Hemicentral Retinal Vein Occlusion: Clinical Outcomes and Visual Prognostic Factors
10.3341/jkos.2025.66.2.94
- Author:
Dong Woo LEE
1
;
Do Yun SONG
;
Mi-Ji KIM
;
Yong Wun CHO
;
Woong-Sun YOO
;
In Young CHUNG
Author Information
1. Department of Ophthalmology, Gyeongsang National University School of Medicine, Jinju, Korea
- Publication Type:Original Article
- From:Journal of the Korean Ophthalmological Society
2025;66(2):94-100
- CountryRepublic of Korea
- Language:Korean
-
Abstract:
Purpose:To confirm the clinical features of hemicentral retinal vein occlusion and identify predictors of visual outcomes.
Methods:A retrospective analysis was conducted on patients diagnosed with hemicentral retinal vein occlusion between January 2018 and December 2022 and followed for more than 6 months. Patients underwent intravitreal injections as necessary for intraretinal edema. Visual acuity, central macular thickness, ellipsoid zone damage, and the location of inner retinal layer edema were assessed. Patients were categorized into groups A and group B based on the visual acuity at 6 months.

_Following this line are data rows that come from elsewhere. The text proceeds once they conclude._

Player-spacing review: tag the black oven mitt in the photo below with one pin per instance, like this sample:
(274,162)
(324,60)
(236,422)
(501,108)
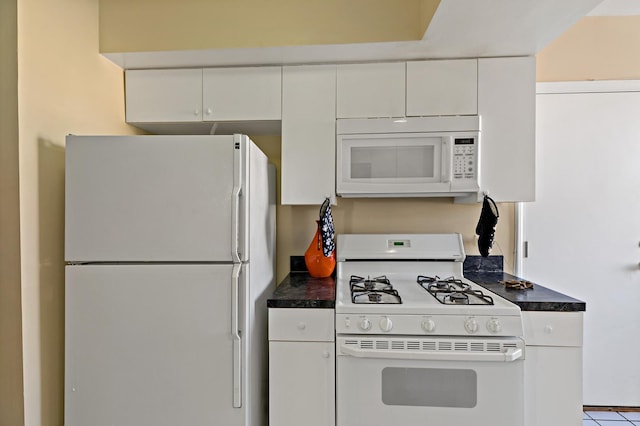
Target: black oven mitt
(486,227)
(327,231)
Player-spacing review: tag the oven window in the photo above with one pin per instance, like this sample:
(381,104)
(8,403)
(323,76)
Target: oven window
(429,387)
(393,162)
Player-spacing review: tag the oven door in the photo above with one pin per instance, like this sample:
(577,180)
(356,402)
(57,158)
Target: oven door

Results:In total, 20 eyes were followed, with 15 eyes observed for up to 12 months. Seven patients (35.0%) had diabetes and 11 (55.0%) had hypertension. There was a correlation between poor vision at 6 months and hypertension (p = 0.033). The visual acuity of all patients improved from a logMAR of 0.96 at the initial visit to a logMAR of 0.35 at 6 months (p = 0.005). In the group with good initial visual acuity, there were no significant changes in visual acuity during the follow-up period (p = 0.444). The group with good visual acuity at 6 months had a lower degree of photoreceptor ellipsoid zone disruption compared to the group with poor initial vision, indicating a normal structure (p = 0.015).
Conclusions:During follow-up of patients with hemicentral retinal vein occlusion, overall visual acuity improved over time. Patients with good initial acuity maintained it. Favorable visual outcomes can be expected if the ellipsoid zone has a normal structure at the time of the first examination.